While the K Chandrasekhara Rao Government has surprised many by catching up on the power sector, its performance on the agriculture sector remains anything but impressive.

Agrarian crisis

The State is sitting on an agrarian crisis, made worse by successive droughts. Inadequate budgetary allocations and mounting debts of farmers are aggravating the situation. The loan waiver, an election promise implemented by the KCR Government in three years, is a temporary balm. With a reported 2,300 suicides in three years, the country’s youngest state has climbed to the unenviable top spot in the country.

Agriculture economist K R Chowdhary says the ₹19,000-crore waiver helped little as it was spread over three years. “Take the example of mirchi this season or cotton last year. There is no plan for purchase of the produce.
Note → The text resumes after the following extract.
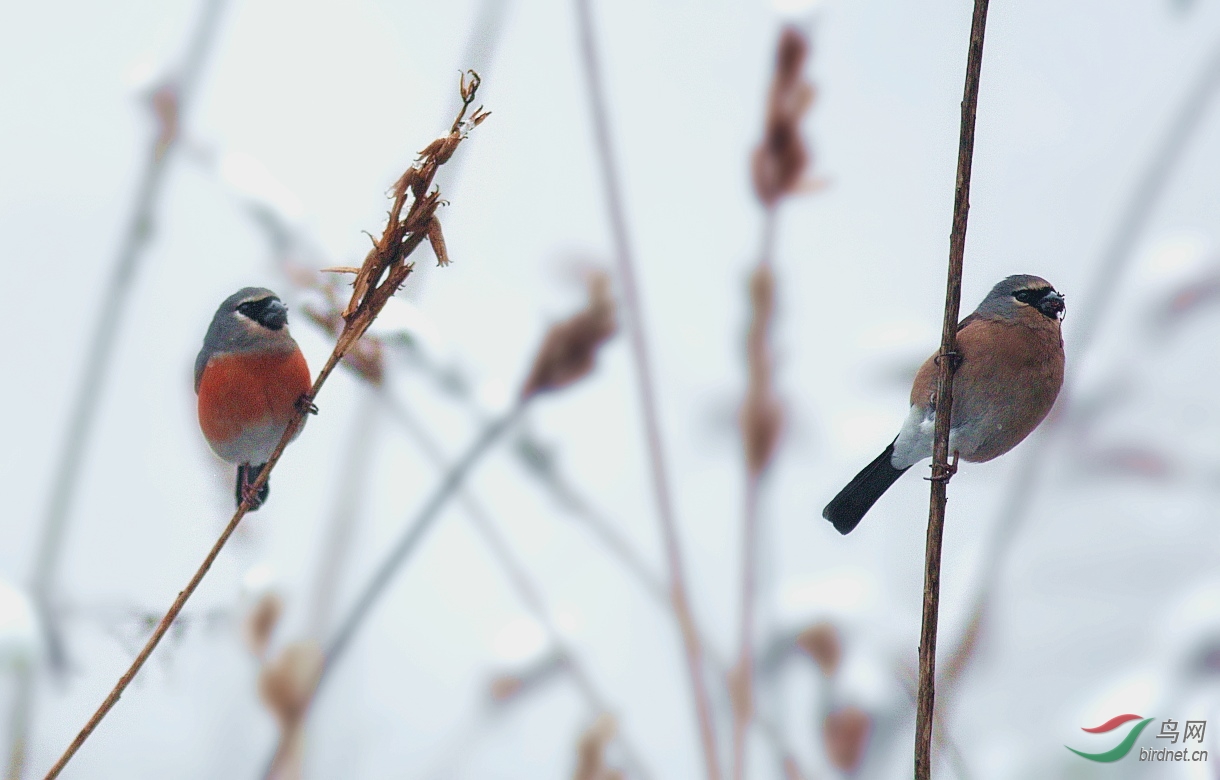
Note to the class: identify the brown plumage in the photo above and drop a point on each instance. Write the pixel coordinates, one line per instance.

A government must ensure procurement of the last quintal from the farmer,” he says.

The government announced a grant of ₹4,000 an acre for farmers to buy fertilisers and other inputs from the 2018 kharif season. But the Opposition is unhappy. “Why wait till 2018? The farmers are in deep distress now and they need immediate relief. They are going to start this programme next year only with an eye on the elections,” says Chowdhary, who has been tracking agriculture for over 50 years.

Chief Minister K Chandrasekhara Rao is setting up crop colonies to promote specific crops in defined areas. A pilot for this experiment is likely to happen this kharif. The government is planning to extend this to the entire State in phases. But farmers’ unions and non-governmental organisations argued that this could harm crop diversity in the long run.

Water scarcity

On the water front, the Government has taken up two major schemes — Mission Kakatiya and Mission Bhagiradha. While the first one is targeted at reviving about 45,000 tanks in the state, the latter scheme is aimed at providing drinking water. The Chief Minister had said that he won’t seek votes if he failed in providing drinking water to all households.

“We have taken up about 25,000 tanks for revival in three phases with a total layout of ₹7,500 crore. Work has been completed in about 12,000 tanks. We are seeing results already with a significant improvement in water levels,” an official of the Irrigation Department said. The Chief Minister has also reached out to his Maharashtra counterpart Devendra Fadnavis to resolve water sharing issues.

But Ponnala Lakshmaiah, former president of Pradesh Congress Committee and former Minister for Major Irrigation, alleges that the two schemes are ‘big scams’ with the Government indulging in inflating numbers.

On power, the government has succeeded in turning around the power situation in the last three years. From a shortage of 2,000 MW in 2014, the installed capacity went up by 4,000 MW, making the State self- sufficient. Besides it has entered into a 12-year agreement with Chhattisgarh government to secure power up to 2,000 MW. The Government has taken up a pro-active solar energy programme which is drawing good response.